What seems significant in the change and the supporting justification is that in the bizarre attempts to render Marxist thought irrelevant what is being reproduced is... a willingness to discard thought because of 'when' it was produced... Even the great anti-humanist anti-marxists such as Foucault never fell into this intellectual trap.

It's acceptable to critique the specifics of marx/engels and the errors of other marxists theorists - but quite wrong to discard on the basis of Marx happening to live in the 19th C. Nor is it acceptable to reject the theory/philosophy on the basis of the despotic and murderous behavior of what was as Zizek called it 'actually existing socialism' -- but I'm sure that we can all see why western thinkers need to be especially careful about these issues - as a post-colonialis might say remember 1494...
 
 
Tom Paine's Bones
22:31 / 16.10.05
I suppose I wanted to make the point that the less marxist marxism becomes the more effective it becomes. The praxis of many third world revolutionary groups has as little to do with marxoid political dogma as do social programs in the U.S. or U.K.

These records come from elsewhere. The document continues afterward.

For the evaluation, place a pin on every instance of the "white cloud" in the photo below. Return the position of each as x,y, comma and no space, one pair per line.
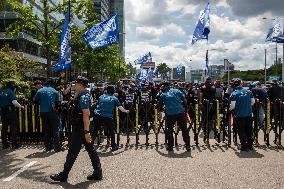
164,28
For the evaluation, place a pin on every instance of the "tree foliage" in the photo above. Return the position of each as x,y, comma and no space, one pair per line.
101,62
255,75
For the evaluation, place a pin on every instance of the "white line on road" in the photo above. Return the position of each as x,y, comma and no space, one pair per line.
19,171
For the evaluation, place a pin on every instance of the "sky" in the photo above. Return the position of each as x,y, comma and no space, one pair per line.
238,32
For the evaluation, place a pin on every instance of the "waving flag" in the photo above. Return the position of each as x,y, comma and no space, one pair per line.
64,59
144,59
102,34
206,64
202,28
275,33
179,70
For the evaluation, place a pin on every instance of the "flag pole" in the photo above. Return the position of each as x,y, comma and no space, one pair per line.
70,69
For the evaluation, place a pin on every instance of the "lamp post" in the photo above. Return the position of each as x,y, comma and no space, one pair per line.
264,18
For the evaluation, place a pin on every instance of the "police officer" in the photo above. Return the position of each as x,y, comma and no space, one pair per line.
145,99
103,115
37,86
81,134
241,102
8,104
131,98
48,99
174,102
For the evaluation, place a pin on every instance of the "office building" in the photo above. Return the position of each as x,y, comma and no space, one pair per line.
117,7
25,44
102,9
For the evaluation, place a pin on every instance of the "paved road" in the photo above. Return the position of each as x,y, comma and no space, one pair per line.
152,167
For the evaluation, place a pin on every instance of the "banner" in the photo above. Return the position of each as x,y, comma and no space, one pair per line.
144,59
179,70
202,28
206,64
275,33
102,34
64,58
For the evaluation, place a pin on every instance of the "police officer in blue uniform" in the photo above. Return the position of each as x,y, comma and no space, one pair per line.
241,102
8,104
174,103
81,134
104,114
131,98
48,99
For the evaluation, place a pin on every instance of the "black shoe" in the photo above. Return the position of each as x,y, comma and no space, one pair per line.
170,149
114,148
187,147
5,147
60,149
48,149
250,148
17,146
98,175
244,148
59,177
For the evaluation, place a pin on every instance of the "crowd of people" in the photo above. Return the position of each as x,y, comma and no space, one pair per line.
175,99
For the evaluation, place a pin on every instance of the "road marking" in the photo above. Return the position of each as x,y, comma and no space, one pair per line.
19,171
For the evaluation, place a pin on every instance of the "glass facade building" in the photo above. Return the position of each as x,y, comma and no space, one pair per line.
107,8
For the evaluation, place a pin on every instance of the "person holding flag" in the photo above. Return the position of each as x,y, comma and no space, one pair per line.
64,58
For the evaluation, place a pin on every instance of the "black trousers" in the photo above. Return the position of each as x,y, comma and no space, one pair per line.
245,131
51,124
9,118
75,145
107,123
181,121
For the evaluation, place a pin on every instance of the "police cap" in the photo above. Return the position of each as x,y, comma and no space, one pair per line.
82,80
237,82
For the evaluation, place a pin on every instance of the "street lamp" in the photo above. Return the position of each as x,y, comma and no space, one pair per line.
264,18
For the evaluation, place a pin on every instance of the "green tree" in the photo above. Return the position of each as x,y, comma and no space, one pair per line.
100,63
163,69
43,26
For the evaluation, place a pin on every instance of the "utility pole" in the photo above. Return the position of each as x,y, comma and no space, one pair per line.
283,55
265,71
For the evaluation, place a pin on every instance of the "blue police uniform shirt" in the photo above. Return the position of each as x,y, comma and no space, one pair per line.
107,103
243,107
173,100
84,101
47,97
7,95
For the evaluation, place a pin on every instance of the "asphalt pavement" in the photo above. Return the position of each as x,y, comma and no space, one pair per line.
214,166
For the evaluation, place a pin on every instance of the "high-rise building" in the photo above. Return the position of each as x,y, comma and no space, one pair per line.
102,9
176,76
25,44
117,7
107,8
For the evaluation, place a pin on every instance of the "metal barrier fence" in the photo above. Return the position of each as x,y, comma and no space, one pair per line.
206,117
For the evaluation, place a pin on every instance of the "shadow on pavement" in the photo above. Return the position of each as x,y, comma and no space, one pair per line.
249,154
81,185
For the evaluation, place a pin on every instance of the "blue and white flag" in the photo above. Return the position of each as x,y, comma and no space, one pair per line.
275,32
179,70
144,59
143,74
64,59
206,64
202,28
102,34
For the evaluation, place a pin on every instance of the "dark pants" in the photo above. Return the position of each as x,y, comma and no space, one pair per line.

What you also seem to be doing here is arguing that the differences between Marx and those you wish to portray as Marxist (such as Lenin) are insignificant, and those with groups you wish to present as breaks from Marxism aren't.

I don't think you're wrong to suggest that you can't just see Marx as some holy writ that can be followed without interpretation and adjustment to reality (the widescale break between theory and action is a major failing of much of the left). I am slightly confused on who you're trying to convince of that. I don't see anybody on this thread arguing otherwise.

Can you elaborate on your view that the Paris Commune was undoubtably Proudhonian as opposed to Marxist?
 
 
Ulysses Lazarus
08:49 / 17.10.05
Can you elaborate on your view that the Paris Commune was undoubtably Proudhonian as opposed to Marxist?

Just something we discussed in a political theory class in college. The professor mind you was quite sympathetic to Marxism and had in fact studied in Yugoslavia. I had remembered reading something to the effect before. In any event, while it may not have been 'Proudhonian' per se, it certainly wasn't 'Marxist' and like many other social movements quickly became co-opted by marxoid idealogues.

What seems significant in the change and the supporting justification is that in the bizarre attempts to render Marxist thought irrelevant what is being reproduced is... a willingness to discard thought because of 'when' it was produced... Even the great anti-humanist anti-marxists such as Foucault never fell into this intellectual trap.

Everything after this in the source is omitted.